Relative to those fixes, the “he should campaign” argument has another strength: Obama is already doing it.
The president has moved to break the logjam on overhauling America’s immigration policy. The Senate had passed comprehensive legislation. Republican House Speaker John Boehner said the lower chamber wouldn’t take it up but might take a piecemeal approach.
“They're suspicious of comprehensive bills,” Obama acknowledged Tuesday at the Wall Street Journal’s CEO Council. “But you know what? If they want to chop that thing up into five pieces, as long as all five pieces get done, I don't care what it looks like, as long as it's actually delivering on those core values that we talk about.”
That drew an energetic response from the Dream Action Coalition that advocates what supporters call immigration reform.
“Now that the President has signaled his support for a step by step approach on immigration, we await for Republicans to finally get the message that there is no excuses to not act on an immigration fix this year,” the group said in a statement.
“I didn’t run for president to go back to where we were. I want us to go forward,” he said at the campaign-style event in Ohio. “And we’ve got to do more to create more good, middle-class jobs like the ones folks have here.”
Unprompted, the Republican quoted above pointed to the Cleveland speech: “It goes back to what was basically his only campaign promise in 2012: ‘Vote for me, Ohio, I won’t fire you.’ That and ‘We’re fixing Obamacare.'”
What about the president's promise to shutter the Guantanamo Bay prison? “It is still absolutely the administration’s firm commitment to close the detention facility at Guantanamo Bay,” press secretary Jay Carney said Monday. “The facility continues to drain our resources in an era of sequestration and tighter budgets, and it harms our national security.”
Gay rights?

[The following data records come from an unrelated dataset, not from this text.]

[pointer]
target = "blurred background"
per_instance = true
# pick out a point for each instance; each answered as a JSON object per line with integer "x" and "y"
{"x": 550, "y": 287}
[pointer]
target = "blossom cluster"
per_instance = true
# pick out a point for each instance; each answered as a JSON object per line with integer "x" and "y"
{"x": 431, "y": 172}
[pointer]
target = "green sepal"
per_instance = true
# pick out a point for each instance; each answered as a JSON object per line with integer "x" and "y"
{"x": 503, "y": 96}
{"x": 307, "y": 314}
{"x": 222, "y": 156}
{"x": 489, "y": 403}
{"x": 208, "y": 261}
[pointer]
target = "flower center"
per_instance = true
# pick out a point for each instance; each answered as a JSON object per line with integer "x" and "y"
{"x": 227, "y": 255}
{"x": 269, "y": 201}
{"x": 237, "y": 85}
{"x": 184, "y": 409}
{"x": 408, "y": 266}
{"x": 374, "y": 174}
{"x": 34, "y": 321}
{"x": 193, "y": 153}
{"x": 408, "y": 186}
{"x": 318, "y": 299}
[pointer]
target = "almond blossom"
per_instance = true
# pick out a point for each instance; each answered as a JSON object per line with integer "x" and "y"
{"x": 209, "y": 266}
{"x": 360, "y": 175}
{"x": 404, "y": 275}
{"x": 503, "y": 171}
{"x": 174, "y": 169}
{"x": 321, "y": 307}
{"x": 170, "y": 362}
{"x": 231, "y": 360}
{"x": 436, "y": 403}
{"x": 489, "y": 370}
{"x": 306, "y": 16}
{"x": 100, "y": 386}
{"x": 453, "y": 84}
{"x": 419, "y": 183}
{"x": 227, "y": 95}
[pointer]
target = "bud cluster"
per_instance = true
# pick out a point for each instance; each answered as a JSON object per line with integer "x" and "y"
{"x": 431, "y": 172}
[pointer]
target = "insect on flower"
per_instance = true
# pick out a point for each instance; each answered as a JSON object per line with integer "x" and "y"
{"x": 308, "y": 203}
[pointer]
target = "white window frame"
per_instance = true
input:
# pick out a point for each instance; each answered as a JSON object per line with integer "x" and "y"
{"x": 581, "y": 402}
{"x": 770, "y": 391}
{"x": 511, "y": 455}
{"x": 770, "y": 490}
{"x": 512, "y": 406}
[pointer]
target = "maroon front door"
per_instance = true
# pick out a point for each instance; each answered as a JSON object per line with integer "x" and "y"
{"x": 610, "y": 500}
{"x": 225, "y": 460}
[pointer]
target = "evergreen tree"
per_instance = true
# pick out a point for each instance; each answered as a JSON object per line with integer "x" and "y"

In Nov. 4 remarks to his Organizing for Action (OFA) group, Obama predicted victory in the Senate on legislation forbidding workplace discrimination based on sexual orientation. (It passed.)
“There is going to be resistance in the House,” he said. “But the more that we can continue at a grassroots level to speak out on behalf of the values that we care about — they’re mainstream values. They’re the values that 60, 70, 80 percent of the country believe in. And they’re also the values that young people and future generations believe in.”
On a conference call Monday with OFA volunteers, Obama shifted from defending Obamacare to asking for their help pressuring the Senate to confirm his judicial nominees. Few issues do more to fuel partisan passions.
It’s not (or not just) an attempt to distract Americans. Obama has pledged action on these priorities before, and a senior administration official underlined that the White House views them as matters of substance, not (or not just) as political weapons.
But there’s no mistaking the campaign-style rhetoric.
It was good enough for Obama when he strove to make the 2012 election a choice, not a referendum. Will it work now?